I'm working on a java program that imports a csv file into a Postgresql database. Some of the lines in the csv files contain escaped commas, and commas are also the delimiter. When I import this file with mysql it works fine, but with postgresql I get an error saying there's more tokens in the data than there are columns to import it into (org.postgresql.util.PSQLException: ERROR: extra data after last expected column
)
How can I get COPY to import these lines with the escaped commas treated as text instead of as delimiters?
My COPY command
"COPY temporary_%s (%s) FROM STDIN with csv"
;
And for comparison, the mysql version works
"LOAD DATA LOCAL INFILE ? "
+ "INTO TABLE temporary_%s "
+ "FIELDS TERMINATED BY ',' ENCLOSED BY '\"' "
+ "LINES TERMINATED BY '\n' "
+ "(%s)";
I've been trying to append something like ESCAPE '\\'
to the postgresql statement but it hasn't appeared to do anything. Solutions that I've seen suggest wrapping every chunk of data in quotes, but I don't have control over the contents of the csv file, and it's quite huge (up to ~8gb) so I'd prefer to not have to do pre-processing on it if that's not necessary.
And the java
BaseConnection physicalConnection =
(BaseConnection) connection.unwrap(Class.forName("org.postgresql.core.BaseConnection"));
CopyManager copyManager = new CopyManager(physicalConnection);
FileReader fileReader = new FileReader(fileName);
copyManager.copyIn(String.format(PROCEDURE_POSTGRES, tableName, columns), fileReader);
And a sample line of data with this problem (the \,
)
0.2\,4,000088797e02a729c72ff07bb9c5a84ef27e6b7c,1541592473000,1545585645000,0.3.0,1,NULL,NULL
edit to answer qs: The data type for these columns is charvar(255). What I'd like to see is the commas being inserted as data, e.g. in this case 0.2,4
should be the data in the first column.
Full error message (with names scrubbed for privacy)

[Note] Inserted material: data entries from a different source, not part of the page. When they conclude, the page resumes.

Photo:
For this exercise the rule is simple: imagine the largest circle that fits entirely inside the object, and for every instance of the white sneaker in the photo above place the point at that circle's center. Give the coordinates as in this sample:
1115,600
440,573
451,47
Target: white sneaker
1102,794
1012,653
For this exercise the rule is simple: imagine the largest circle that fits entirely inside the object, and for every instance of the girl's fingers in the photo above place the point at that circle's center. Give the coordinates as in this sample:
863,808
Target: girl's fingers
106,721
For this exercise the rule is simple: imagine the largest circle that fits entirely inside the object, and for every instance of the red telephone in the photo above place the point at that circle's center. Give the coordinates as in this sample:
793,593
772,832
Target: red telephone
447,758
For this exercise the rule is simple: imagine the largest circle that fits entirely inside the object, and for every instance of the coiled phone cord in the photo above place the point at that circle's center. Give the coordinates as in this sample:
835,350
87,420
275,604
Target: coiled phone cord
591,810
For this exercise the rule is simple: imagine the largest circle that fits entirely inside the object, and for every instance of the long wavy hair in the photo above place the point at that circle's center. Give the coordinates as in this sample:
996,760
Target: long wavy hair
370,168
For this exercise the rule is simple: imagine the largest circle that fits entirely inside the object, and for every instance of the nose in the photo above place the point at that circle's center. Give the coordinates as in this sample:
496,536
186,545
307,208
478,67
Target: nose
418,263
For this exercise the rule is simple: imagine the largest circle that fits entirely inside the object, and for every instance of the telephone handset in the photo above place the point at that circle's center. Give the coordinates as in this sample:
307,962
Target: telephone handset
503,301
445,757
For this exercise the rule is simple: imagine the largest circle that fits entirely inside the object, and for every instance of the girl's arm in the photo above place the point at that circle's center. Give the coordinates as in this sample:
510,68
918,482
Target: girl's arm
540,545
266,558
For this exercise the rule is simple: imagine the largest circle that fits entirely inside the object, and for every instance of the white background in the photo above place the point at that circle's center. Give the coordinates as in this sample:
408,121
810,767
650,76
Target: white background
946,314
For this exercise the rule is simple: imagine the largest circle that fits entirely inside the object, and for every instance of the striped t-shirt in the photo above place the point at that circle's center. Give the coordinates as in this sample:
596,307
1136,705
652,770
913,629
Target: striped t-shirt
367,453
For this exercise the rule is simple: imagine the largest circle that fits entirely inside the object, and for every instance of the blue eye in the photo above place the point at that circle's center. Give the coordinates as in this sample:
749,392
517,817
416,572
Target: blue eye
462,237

2025-02-04 12:00:40 2025-02-04 17:00:40.374 UTC [89725] STATEMENT: COPY table_name (***, ***, ***, ***, ***, ***, ***, ***, ***) FROM STDIN with csv"
2025-02-04 12:03:48 2025-02-04 17:03:48.733 UTC [89890] ERROR: extra data after last expected column
2025-02-04 12:03:48 2025-02-04 17:03:48.733 UTC [89890] CONTEXT: COPY table_name, line 10: " 0.2\,4,000088797e02a729c72ff07bb9c5a84ef27e6b7c,1541592473000,1..."
also, I found a solution(?) where I don't use CSV
. I don't know why this is working but it is - all the lines are being imported and they look correct. This might turn out to be all I need (doing more testing)
"COPY temporary_%s (%s) FROM STDIN DELIMITER ','";
From here COPY:
File Formats
Text Format
Backslash characters () can be used in the COPY data to quote data characters that might otherwise be taken as row or column delimiters. In particular, the following characters must be preceded by a backslash if they appear as part of a column value: backslash itself, newline, carriage return, and the current delimiter character.
Therefore, using psql
:
\! cat backslash.csv
0.2\,4,000088797e02a729c72ff07bb9c5a84ef27e6b7c,1541592473000
.5,000088797e02a729c72ff07bb9c5a84ef27e6b7c,1545585645000
create table csv_import (fld1 varchar, fld2 varchar, fld3 varchar);
\copy csv_import from backslash.csv delimiter ','
COPY 2
select * from csv_import ;
fld1 | fld2 | fld3
-------+------------------------------------------+---------------
0.2,4 | 000088797e02a729c72ff07bb9c5a84ef27e6b7c | 1541592473000
.5 | 000088797e02a729c72ff07bb9c5a84ef27e6b7c | 1545585645000
\copy
being a client(psql
) side instance of the COPY
command per:
https://www.postgresql.org/docs/current/app-psql.html
Performs a frontend (client) copy. This is an operation that runs an SQL COPY command, but instead of the server reading or writing the specified file, psql reads or writes the file and routes the data between the server and the local file system. This means that file accessibility and privileges are those of the local user, not the server, and no SQL superuser privileges are required.